Kattdogg12 Posted March 25 Posted March 25 Hi, I am reviewing a profit sharing allocation and I have a question with regard to the four step SSI formula. This allocation is not enough to go beyond step 1. I feel it should just be pro-rata based on compensation, which is step 1 (3% of comp). But the person who performed the calculation gave the owner pro-rata x comp + excess comp. Ex: comp 345,000 x 2.48% = 8,548 (excess comp is 210,119 (168,600 x .80 = 134,880 next dollar, then 345,000-134,881 = 210,119), so 345,000 + 210,119 = 555,119 x 1.54% = 8,548) EEs: 27,000 x 1.54% = 415.80 etc I have an excerpt from the ERISA outline book but it only covers when you don't go past step 2 or 3, not 1. But the example they give with not going past step 3 is you do pro-rata based on the comp for that step (which is comp + excess comp). Step 1 is just comp. Thanks!
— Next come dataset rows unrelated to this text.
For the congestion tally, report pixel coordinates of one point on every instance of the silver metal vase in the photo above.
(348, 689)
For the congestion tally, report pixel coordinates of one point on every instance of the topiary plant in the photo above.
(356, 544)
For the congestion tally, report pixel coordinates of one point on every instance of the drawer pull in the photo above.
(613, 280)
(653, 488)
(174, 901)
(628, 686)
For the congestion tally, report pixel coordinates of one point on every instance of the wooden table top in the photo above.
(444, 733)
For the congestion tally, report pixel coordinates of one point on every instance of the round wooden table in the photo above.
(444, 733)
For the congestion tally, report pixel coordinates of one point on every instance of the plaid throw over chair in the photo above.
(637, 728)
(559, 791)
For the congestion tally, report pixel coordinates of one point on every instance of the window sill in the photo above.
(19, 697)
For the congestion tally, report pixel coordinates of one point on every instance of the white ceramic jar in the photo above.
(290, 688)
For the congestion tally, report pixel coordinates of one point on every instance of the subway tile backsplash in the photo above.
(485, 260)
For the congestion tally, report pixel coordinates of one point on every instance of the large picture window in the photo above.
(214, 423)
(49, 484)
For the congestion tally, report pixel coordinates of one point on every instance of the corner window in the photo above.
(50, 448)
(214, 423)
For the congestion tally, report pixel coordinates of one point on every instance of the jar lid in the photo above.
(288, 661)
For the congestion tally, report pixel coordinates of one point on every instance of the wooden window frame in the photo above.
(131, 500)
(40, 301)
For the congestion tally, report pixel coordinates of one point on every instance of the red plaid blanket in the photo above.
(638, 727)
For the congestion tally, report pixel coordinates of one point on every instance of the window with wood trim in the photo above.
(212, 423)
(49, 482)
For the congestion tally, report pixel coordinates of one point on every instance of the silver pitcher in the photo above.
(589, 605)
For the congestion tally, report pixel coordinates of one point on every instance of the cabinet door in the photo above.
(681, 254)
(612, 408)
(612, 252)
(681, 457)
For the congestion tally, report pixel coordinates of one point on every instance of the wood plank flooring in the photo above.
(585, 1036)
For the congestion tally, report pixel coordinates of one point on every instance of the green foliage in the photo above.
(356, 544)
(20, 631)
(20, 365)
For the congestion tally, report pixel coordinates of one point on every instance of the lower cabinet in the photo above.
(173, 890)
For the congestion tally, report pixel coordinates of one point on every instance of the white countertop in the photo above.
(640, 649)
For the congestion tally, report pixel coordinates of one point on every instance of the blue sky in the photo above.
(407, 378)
Lou S. Posted March 25 Posted March 25 Is the Plan Top-Heavy? If not, calculations you have look correct as everyone seems to be getting 1.54% of total comp and 1.54% of excess comp. Assuming these are all the employees. Of course assuming these are all the employees then yeah you are almost certainly top-heavy which is going to bring you back to pro-rata until you hit 3% of pay for the non-keys.
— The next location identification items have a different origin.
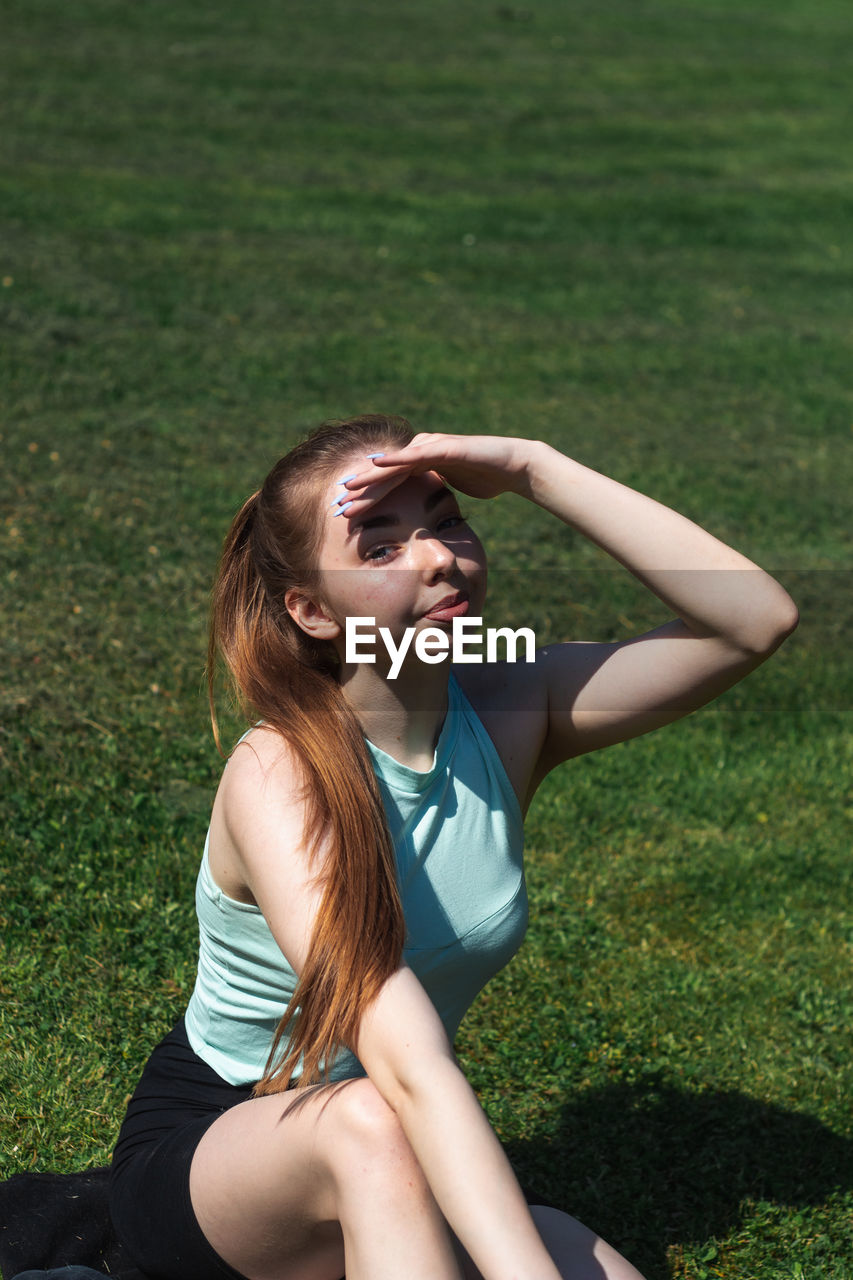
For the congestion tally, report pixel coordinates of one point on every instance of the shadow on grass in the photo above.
(649, 1166)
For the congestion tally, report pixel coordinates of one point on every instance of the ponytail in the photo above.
(290, 681)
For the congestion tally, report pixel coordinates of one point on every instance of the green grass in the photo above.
(624, 229)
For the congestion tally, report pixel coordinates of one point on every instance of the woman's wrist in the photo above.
(533, 467)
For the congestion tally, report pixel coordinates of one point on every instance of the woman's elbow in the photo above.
(771, 624)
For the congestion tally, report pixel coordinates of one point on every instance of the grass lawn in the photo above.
(624, 229)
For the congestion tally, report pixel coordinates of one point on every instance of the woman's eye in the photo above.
(379, 553)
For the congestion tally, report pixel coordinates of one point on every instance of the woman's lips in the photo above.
(456, 607)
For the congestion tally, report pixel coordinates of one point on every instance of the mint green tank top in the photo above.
(459, 836)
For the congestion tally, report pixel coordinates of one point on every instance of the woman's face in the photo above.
(407, 561)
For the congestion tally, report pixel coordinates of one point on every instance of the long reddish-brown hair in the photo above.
(290, 681)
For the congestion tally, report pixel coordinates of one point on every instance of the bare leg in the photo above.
(305, 1189)
(579, 1253)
Kattdogg12 Posted March 25 Author Posted March 25 2 hours ago, Lou S. said: Is the Plan Top-Heavy? If not, calculations you have look correct as everyone seems to be getting 1.54% of total comp and 1.54% of excess comp. Assuming these are all the employees. Of course assuming these are all the employees then yeah you are almost certainly top-heavy which is going to bring you back to pro-rata until you hit 3% of pay for the non-keys. Hi Lou! Yes, it is top heavy, but everyone is deferring, so receiving a safe harbor match that covers that. I reread my post and I guess I wasn't entirely clear - sorry about that. The example I gave above is what was calculated. I think the owner should only be receiving $5,313, which is 1.54% of $345,000. They gave the owner $8,548, which is 1.54% of comp + excess comp. I think if they don't give at least 3% in that first step, then they don't get to bring in the excess comp yet. Am I wrong thinking that?
Lou S. Posted March 25 Posted March 25 I'll assume everyone is getting at least a 3% match to cover that t-h min since once you make additional employer allocations you don't get the "deemed not top-heavy exemption". If that is the case then your original $8,548 (1.54% all, 1.54% excess) and $415.80 (1.54% all, no excess comp) looks correct. There is nothing magical about a 3% floor in an integrated plan unless you are trying to satisfy t-h with the contribution. The excess is limited to the lessor of the base percentage or 5.7% if you are using the TWB as the integration level.
Dave Baker Posted March 27 Posted March 27 It would be interesting for you to enter the numbers into this app I wrote a coupla decades ago, and see if it agrees that 80% + $1 is the optimal integration level: https://benefitslink.com/site/inte-greater/ Kattdogg12 and austin3515 2
austin3515 Posted March 28 Posted March 28 That is so cool! Dave Baker 1 Austin Powers, CPA, QPA, ERPA
Dave Baker Posted April 29 Posted April 29 @austin3515 It is pretty cool, I must say. I had written the program for fun before the web became a Thing, so it was almost an afterthought to put it online. I've never promoted it. It certainly could be improved (e.g., the ability to store the data so as to be able to rerun the program at some later date, or to adjust the employee census). Do you have administration software for an integrated profit-sharing plan, and could you confirm that it produces the same allocations that my program produces (if you enter the same employee census data and whatever integration level the program ends up applying to that data)?